Booking a Craft Show

As the autumn rolls around it heralds the start of the many craft shows leading up to Christmas….but how do you select a craft show that is right for your products?

It takes a real confidence to book your first craft show and display items that you have crafted and are very personal to you so you really want to make sure the audience will appreciate all your hard work and sales are good.
I have listed a few handy hints that may ensure success.

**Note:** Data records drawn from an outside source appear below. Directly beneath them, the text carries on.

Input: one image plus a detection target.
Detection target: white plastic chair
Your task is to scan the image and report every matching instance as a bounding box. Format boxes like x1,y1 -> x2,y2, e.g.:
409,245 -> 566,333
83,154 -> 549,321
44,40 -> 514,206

  • RESEARCH – Many shows will be promoted online so do a bit of internet surfing. Does the show have a professional and well presented website? Is it visible on social media? Have a look at the exhibitor list – are they people you admire, are their products of a high quality, is there a wide variety of crafts or are there a lot of mass produced, bought in goods?
  • VISIT – If you are seriously interested in booking a show, contact the organisers and simply ask if they can provide a ticket to their next event. Get a feel for the audience – is it busy, what are they buying, are they enthusiastic about the show?Talk to the exhibitors, if they are not too busy then they are often very forthcoming and honest about the pros and cons of a show and may recommend other events.
  • VENUE – Consider the layout of the venue, there can be ‘dead spots,’ dark corners of halls that the audience simply don’t find. The organisers will provide a floor plan – and it is a good idea to highlight and try and book those areas with better footfall.
  • FACILITIES – As a visitor consider how comfortable you feel in the venue – is parking and access easy, are there seating areas, is the catering of high quality and are there sufficient clean bathroom facilities?
  • COST – Small, local shows can prove a good starting point. Costs will be low and you will get feedback on your products. However, if the show is not well attended sales can be disappointing. At the other end of the scale, large, prestigious shows can literally cost thousands of pounds. It is quite a heart pounding moment to commit to such an event but if you have a good product they can work. Look at the numbers very carefully – consider all your additional costs: travel, accommodation, food, lighting, publicity and then work out how much you need to sell to make a profit – make sure you take more than enough product to hit this target. Very occasionally large shows will offer slightly cheaper packages for ‘new talent’ – be cheeky and ask!
  • PRESENTATION – Space will be tight so be canny about how to use it. Sketch ideas out on paper to maximise the product on display without cluttering the space or preventing access. Tables with beautiful cloths provide both display areas on top and storage areas underneath. Shelves catch the eye at different levels. Think about hanging items from the ceiling and using the wall space. Lighting is vital, if possible book a spot with good natural daylight but you will also need electric lighting for dull days, late afternoons and evenings. Brand your product and pop a logo on everything – paper bags, business cards, packaging – new customers often find you on the strength of seeing someone else with your product.
  • NETWORKING – One of the best places to find like-minded makers is exhibiting. There is a fantastic community of people out there many of whom have years of experience to share. Many of the larger shows are attended by retailers and publishers looking for new designers so exhibiting can be a fantastic springboard to expanding your business. Finally I cannot stress how wonderful it is to be able to talk to your audience – this must be one of the few careers where everyone is pleased to see you!